Optionally, the digitized results may be transmitted for offline analysis, storage, and/or visualization through a wireless communication system incorporated in the docking unit using a standard WiFi or cellular communication network. Photographs of this docking unit embodiment are shown in fig. 32A and 32B.

Examples

Example 1: purified viral RNA (influenza A/B)Virus) and internal positive control virus Measuring method

Influenza a and B virus test cartridges are placed into a docking unit. Add 40 μ Ι _ of sample solution to the sampling port. The sample solution contained a concentration equal to 5000TCID₅₀Purified A/Puerto Rico influenza RNA at a concentration equal to 500 TCID/mL₅₀PermL of purified B/Brisbane influenza RNA or molecular grade water (no template control sample). Upon entering the sampling port, the 40 μ Ι _ sample is blended with the lyophilized beads as it flows to the first chamber of the test cartridge.
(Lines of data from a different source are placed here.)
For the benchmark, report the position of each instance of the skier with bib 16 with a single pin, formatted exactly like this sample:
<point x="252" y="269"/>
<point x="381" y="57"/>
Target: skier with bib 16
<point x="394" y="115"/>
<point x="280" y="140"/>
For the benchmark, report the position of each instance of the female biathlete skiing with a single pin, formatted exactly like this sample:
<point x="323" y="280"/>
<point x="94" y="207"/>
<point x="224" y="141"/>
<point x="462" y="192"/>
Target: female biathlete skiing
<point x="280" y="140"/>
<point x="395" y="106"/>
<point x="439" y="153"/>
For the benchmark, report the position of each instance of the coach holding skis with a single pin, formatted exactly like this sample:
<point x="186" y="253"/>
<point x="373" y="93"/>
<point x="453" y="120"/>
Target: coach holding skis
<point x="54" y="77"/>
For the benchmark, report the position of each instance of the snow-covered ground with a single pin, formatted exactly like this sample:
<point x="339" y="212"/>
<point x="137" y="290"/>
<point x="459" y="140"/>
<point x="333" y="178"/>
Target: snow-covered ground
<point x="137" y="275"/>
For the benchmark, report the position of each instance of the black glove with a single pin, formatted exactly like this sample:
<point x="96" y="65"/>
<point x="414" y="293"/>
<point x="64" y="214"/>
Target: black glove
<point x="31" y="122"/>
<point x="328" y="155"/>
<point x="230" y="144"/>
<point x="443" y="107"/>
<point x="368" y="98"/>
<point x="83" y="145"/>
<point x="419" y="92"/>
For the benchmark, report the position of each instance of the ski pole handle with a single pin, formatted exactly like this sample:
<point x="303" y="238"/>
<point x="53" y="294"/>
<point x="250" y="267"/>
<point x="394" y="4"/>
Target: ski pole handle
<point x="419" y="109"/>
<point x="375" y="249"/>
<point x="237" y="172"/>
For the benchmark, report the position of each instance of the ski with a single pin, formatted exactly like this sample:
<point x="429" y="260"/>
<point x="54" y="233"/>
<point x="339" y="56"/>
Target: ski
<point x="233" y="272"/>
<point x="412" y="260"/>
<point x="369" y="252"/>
Lyophilized beads contained MS2 phage virus particles as a positive internal control, along with DTT. In the first chamber of the cartridge, the sample was heated to 90 ℃ for 1 minute to facilitate viral lysis and then cooled to 50 ℃ before opening the vent to the second chamber. Opening a vent connected to the second chamber allows the sample to flow into the second chamber by displacing air in the second chamber to the expansion chamber. As the sample moves to the second chamber, it blends the oligonucleotide amplification primers with influenza a virus, influenza B virus, and MS2 phage, and the reverse transcription and nucleic acid amplification reagents and enzymes are present as lyophilized pellets in the recess of the fluid path between the first and second chambers.

The amplification chamber was heated to 47 ℃ for 6 minutes during which time the RNA template was reverse transcribed into cDNA. After completion of reverse transcription, 40 cycles of thermocycling amplification were performed in the second chamber. After the thermal cycling was completed, the vent connected to the third chamber was opened to allow the reaction solution to flow into the third chamber. The third chamber included a test strip and lyophilized beads containing three blue-stained polystyrene microsphere conjugates used as detection particles. The conjugates comprise 300nm polystyrene microspheres covalently linked to oligonucleotide probes complementary to amplified sequences of influenza a or B viruses or MS2 bacteriophage. As the solution flows into the third chamber, the solution reconstitutes the lyophilized detection particles. Three capture lines were attached to the lateral flow membrane, starting from the bottom of the device: a negative control oligonucleotide that is not complementary to any of the targets assayed; a capture probe complementary to an amplification product of influenza B virus; a capture probe complementary to an amplification product of influenza a virus; and an oligonucleotide complementary to the amplification product of the MS2 bacteriophage. The lateral flow strips were developed for 6 minutes prior to visual inspection of the results. Upon lateral flow strip visualization, influenza a virus positive samples showed the formation of a blue test line at the influenza a virus and MS2 phage positions, influenza B virus positive samples showed the formation of a blue test line at the influenza B virus and MS2 phage positions, and negative samples showed the formation of a blue test line only at the MS2 phage position, as shown in fig. 34.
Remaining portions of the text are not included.